Libya’s newly elected House of Representatives held its first session yesterday holed up in a heavily guarded provincial hotel as armed factions turned the two biggest cities, Tripoli and Benghazi, into battlefields.

Western governments, who have mostly evacuated their diplomats after two weeks of fighting, hope the new Parliament can create space for negotiations after the worst clashes since the 2011 war that ousted Muammar Gaddafi.

But there was no sign of a let up in the capital Tripoli where a huge cloud of black smoke spread over the south of the city once again yesterday after a fuel depot near the international airport was hit for the second time in a week as rival Zintan and Misrata brigades battled for control.

Fighting with rockets, anti-aircraft cannon and other heavy artillery in Tripoli and the eastern city of Benghazi has killed more than 200 people, and edged Libya closer to full-scale civil war just three years after the Nato-backed revolution.

Britain became the latest Western government to announce it would close its embassy, fearing being caught in the crossfire.

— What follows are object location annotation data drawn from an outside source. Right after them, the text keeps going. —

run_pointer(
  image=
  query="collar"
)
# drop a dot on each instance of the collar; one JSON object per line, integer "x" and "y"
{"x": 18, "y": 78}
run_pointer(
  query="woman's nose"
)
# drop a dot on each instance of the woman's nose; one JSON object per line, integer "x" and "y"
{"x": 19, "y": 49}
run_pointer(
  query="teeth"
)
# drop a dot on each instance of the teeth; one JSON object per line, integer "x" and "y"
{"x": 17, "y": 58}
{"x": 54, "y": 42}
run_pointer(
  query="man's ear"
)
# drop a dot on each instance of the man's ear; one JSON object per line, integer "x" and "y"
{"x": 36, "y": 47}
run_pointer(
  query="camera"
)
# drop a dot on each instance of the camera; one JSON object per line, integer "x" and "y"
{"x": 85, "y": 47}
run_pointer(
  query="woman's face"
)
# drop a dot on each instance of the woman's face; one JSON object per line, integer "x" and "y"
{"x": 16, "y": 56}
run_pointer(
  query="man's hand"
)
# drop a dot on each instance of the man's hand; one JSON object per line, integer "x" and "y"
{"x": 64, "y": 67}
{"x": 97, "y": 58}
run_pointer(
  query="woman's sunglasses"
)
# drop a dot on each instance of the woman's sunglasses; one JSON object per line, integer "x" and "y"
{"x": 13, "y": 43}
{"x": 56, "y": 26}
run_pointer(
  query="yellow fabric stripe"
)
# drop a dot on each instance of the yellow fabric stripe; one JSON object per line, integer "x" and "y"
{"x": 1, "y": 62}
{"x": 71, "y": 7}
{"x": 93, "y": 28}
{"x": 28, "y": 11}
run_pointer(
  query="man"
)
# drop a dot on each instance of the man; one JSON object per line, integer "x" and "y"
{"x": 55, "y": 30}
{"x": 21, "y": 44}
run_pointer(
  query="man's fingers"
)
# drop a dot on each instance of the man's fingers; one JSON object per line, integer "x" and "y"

With its national army still in formation, Libya has struggled to control heavily armed factions that have entrenched themselves as de facto power brokers in the messy transition since Gaddafi’s one-man rule.

Elected in June, lawmakers met yesterday for an emergency session in Tobruk, a coastal city east of Benghazi, where they are supposed to form a new government that many Libyans hope will be a step to ending the crisis.

“Our homeland is burning,” Abu Bakar Baira, interim head of Parliament said. “We have to work fast, to meet the demands of the people and save them from this disaster.”

Yesterday, sporadic shelling resumed in the capital after two days of relative calm

The 200-member Parliament will hold its first official session to elect its new president tomorrow, Baira said. Some deputies aim to form a new cabinet to handle the crisis, three of them told Reuters.

Three years after Gaddafi’s demise, few Libyan state institutions have popular legitimacy and the country still has no new Constitution. Militias stormed the last Parliament repeatedly to threaten lawmakers.

Heavily armed interior ministry troops and the Libyan army protected the Tobruk hotel that was chosen to host the Parliament meeting after Tripoli and Benghazi were deemed too risky.

Western countries are worried Libya’s escalating conflict could create a failed state just across the Mediterranean from mainland Europe. Fearing the violence could spill beyond Libya’s borders, neighbours Egypt, Tunisia and Algeria all warn of the danger a failed Libya would pose.

Hundreds of Egyptians clashed on Friday with Tunisian border guards when they tried to force their way out of Libya, fleeing the fighting in Tripoli. Tunisia temporarily closed its frontier with Libya.

Brigades of former anti-Gaddafi fighters from the western town of Zintan, and others from the town of Misrata and their allies have been fighting for nearly three weeks over the control of Tripoli’s international airport.

The battle is part of a wider struggle involving Islamists, tribal leaders, federalists, nationalists and armed groups vying for the spoils of post-Gaddafi Libya and to shape the future of the OPEC producing country.

Yesterday, sporadic shelling resumed in the capital after two days of relative calm. Plumes of black smoke rose over the south of Tripoli from a burning fuel tank at the airport’s fuel depot.

“A rocket fell and hit a new tank full of gasoline at the start of Saturday afternoon,” National Oil Corporation (NOC) spokesman Mohamed al-Harari said. “Firefighters have pulled out again because of the fighting.”